Die Globalisierungskritiker haben einen Ratschlag zur Börsenkrise abgehalten - und mussten feststellen, dass ihnen Konzepte zur Lösung der Finanzkrise fehlen. Die Kompromissformel "Das Casino schließen" soll den Dissens in der Bewegung verdecken.

Eigentlich müsste die große Stunde von Attac schlagen. "Jetzt ist die Krise da, vor der wir von Anfang an gewarnt haben", ruft ein Aktivist in die Aula der Rudolf-Steiner-Schule in Düsseldorf. Inzwischen fordern sogar Politiker, die noch vor kurzem das Loblied des Neoliberalismus gesungen haben, die Finanzmärkte umfassend zu regulieren. Es bestehe "die große Chance, dass dieses mächtige Ideologiegebäude zusammengebrochen ist", macht Attac-Geschäftsführerin Sabine Leidig den Versammelten Mut. Doch die Stimmung auf dem Ratschlag der Globalisierungskritiker an diesem Wochenende ist gedämpft. Nicht nur an der Börse herrscht Katerstimmung. Das Netzwerk hat Probleme.
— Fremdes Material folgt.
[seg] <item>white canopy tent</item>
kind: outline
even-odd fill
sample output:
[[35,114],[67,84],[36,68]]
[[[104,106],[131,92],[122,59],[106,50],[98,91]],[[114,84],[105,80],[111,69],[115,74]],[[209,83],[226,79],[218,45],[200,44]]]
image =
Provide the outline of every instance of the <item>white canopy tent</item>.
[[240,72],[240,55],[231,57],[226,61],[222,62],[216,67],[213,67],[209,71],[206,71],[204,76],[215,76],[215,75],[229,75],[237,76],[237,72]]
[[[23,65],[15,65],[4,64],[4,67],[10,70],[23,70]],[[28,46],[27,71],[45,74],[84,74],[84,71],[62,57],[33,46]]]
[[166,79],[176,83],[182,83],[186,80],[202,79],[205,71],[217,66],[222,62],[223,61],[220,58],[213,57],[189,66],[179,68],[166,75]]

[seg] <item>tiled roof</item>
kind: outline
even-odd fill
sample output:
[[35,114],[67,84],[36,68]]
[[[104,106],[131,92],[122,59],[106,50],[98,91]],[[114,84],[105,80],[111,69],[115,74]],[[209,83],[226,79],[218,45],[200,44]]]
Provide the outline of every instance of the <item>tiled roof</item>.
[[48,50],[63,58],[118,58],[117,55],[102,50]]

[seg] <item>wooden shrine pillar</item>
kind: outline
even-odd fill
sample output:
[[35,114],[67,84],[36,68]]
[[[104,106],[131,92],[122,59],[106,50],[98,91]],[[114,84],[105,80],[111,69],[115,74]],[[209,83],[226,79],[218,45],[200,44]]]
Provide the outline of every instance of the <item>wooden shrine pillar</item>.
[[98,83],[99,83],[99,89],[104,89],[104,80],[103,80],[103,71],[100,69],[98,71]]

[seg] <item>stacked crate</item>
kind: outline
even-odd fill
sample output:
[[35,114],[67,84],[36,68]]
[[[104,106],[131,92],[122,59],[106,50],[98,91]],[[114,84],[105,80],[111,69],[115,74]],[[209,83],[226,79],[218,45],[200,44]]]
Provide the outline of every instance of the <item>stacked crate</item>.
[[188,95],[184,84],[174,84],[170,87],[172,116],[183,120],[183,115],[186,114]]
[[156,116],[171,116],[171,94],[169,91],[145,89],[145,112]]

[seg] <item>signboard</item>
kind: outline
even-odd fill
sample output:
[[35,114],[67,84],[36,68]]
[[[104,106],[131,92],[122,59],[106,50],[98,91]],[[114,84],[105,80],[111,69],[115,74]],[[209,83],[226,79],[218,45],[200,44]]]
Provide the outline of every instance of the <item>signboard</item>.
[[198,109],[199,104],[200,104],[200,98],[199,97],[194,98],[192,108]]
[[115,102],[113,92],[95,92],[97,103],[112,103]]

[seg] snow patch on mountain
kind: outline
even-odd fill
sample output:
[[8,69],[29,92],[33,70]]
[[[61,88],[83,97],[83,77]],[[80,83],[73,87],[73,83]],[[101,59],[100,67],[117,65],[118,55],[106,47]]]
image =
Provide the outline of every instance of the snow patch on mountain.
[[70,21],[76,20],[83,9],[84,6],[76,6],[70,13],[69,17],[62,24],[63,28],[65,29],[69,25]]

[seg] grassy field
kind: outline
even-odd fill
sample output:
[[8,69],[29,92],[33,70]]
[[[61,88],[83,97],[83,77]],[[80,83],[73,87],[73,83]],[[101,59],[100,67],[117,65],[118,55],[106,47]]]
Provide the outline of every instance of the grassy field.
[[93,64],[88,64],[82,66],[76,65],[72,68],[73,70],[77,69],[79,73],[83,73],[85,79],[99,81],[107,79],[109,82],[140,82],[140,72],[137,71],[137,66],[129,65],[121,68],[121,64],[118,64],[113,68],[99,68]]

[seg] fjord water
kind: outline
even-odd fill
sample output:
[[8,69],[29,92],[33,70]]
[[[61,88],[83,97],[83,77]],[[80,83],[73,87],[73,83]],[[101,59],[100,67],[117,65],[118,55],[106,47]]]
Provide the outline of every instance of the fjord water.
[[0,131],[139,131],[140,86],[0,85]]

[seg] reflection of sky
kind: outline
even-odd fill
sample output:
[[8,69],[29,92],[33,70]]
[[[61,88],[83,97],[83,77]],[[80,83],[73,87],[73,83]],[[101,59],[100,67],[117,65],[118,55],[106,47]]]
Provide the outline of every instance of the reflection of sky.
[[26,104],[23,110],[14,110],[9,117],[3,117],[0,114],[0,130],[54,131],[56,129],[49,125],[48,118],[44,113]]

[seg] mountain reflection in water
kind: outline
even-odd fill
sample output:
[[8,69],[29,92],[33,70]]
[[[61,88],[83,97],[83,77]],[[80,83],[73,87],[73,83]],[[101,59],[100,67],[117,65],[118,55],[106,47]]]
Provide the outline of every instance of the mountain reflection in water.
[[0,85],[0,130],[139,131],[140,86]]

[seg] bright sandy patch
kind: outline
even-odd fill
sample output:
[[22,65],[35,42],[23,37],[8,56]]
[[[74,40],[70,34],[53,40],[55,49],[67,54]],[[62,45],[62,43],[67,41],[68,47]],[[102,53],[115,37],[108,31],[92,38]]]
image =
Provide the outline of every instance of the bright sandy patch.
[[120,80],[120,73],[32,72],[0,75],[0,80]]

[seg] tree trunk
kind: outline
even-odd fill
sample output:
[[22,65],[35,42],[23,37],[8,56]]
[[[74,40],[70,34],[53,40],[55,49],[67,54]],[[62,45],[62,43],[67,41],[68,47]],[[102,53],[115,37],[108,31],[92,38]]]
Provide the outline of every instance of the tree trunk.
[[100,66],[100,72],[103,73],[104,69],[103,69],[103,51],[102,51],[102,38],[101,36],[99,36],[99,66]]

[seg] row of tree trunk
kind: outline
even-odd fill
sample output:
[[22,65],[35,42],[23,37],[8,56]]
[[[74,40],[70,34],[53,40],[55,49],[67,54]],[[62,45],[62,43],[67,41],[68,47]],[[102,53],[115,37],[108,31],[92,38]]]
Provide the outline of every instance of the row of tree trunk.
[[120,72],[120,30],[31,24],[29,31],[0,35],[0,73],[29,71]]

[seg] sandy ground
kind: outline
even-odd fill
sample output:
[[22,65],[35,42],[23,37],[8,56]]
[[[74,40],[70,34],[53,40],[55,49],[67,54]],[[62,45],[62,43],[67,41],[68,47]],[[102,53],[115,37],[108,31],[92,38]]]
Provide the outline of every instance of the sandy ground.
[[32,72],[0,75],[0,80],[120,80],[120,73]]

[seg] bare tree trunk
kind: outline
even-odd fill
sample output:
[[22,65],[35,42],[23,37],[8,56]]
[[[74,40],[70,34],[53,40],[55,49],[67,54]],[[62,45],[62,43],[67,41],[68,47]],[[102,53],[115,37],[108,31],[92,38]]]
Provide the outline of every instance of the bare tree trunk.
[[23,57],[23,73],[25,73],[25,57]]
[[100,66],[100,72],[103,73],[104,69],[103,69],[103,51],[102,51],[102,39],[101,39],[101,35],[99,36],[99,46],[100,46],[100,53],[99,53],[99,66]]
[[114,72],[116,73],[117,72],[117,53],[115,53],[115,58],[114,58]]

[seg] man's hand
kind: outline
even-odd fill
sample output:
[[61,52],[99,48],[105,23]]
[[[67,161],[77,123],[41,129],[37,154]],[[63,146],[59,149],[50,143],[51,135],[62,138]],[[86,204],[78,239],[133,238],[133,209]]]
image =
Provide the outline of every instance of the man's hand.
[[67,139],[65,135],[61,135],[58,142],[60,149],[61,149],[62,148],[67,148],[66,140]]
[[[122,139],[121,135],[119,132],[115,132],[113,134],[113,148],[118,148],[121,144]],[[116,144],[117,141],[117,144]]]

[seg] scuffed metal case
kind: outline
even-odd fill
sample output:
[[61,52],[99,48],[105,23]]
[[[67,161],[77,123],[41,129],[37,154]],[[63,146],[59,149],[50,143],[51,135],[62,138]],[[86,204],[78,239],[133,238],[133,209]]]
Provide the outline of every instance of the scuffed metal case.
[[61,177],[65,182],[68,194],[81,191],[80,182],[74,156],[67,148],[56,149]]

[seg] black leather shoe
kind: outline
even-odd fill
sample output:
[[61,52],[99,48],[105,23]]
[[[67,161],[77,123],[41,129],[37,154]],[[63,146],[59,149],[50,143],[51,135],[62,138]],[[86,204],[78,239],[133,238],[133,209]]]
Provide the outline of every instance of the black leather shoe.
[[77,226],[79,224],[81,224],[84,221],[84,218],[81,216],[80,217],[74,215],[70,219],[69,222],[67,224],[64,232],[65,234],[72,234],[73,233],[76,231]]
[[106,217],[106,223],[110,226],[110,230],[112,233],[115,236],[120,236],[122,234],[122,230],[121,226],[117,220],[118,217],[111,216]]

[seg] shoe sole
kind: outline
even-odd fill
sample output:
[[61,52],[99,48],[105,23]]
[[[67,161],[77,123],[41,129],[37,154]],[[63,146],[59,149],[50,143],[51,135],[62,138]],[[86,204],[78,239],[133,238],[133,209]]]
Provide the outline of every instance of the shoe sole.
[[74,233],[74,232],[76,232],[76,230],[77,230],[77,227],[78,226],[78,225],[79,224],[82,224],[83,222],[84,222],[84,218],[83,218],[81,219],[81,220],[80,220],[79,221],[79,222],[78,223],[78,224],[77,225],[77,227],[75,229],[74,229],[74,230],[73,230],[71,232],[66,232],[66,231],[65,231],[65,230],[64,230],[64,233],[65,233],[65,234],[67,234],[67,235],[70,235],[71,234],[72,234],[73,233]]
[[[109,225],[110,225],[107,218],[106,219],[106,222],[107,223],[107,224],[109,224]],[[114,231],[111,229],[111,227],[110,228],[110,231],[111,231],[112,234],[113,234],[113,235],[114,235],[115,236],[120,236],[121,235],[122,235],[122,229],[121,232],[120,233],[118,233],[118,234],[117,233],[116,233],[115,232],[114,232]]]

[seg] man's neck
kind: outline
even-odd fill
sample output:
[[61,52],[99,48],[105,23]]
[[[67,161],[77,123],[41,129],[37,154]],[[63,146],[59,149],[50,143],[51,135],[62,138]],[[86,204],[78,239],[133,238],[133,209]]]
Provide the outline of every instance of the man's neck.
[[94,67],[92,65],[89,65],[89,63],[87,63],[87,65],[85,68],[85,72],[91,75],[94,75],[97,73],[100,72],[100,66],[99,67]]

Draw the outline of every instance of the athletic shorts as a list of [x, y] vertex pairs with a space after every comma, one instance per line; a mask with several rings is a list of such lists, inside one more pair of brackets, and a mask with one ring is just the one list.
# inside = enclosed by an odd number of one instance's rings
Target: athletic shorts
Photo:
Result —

Als "auf Aktion ausgerichtete Bildungsbewegung" sei Attac in der gegenwärtigen internationalen Finanzkrise "die Organisation Nummer eins, um Argumente zu liefern", sagt Attac-Koordinierungskreismitglied Pedram Shayar. Doch gerade das fällt momentan schwer - eine Folge des Generationenwechsels im vergangenen Jahr. Vor allem der Rückzug der Attac-Mitgründer Peter Wahl und Sven Giegold hat eine Lücke gerissen. "Viele Neue kamen mit Tatendrang dazu, gleichzeitig brach aber auch viel Erfahrung und strategische Kompetenz weg", räumt der Koordinierungskreis, eine Art Vorstand des Netzwerks, in seinem Bericht an den Ratschlag ein. Auch gibt es Probleme vor Ort: In etlichen Städten "hängt es ein bisschen" bei der kontinuierlichen Arbeit.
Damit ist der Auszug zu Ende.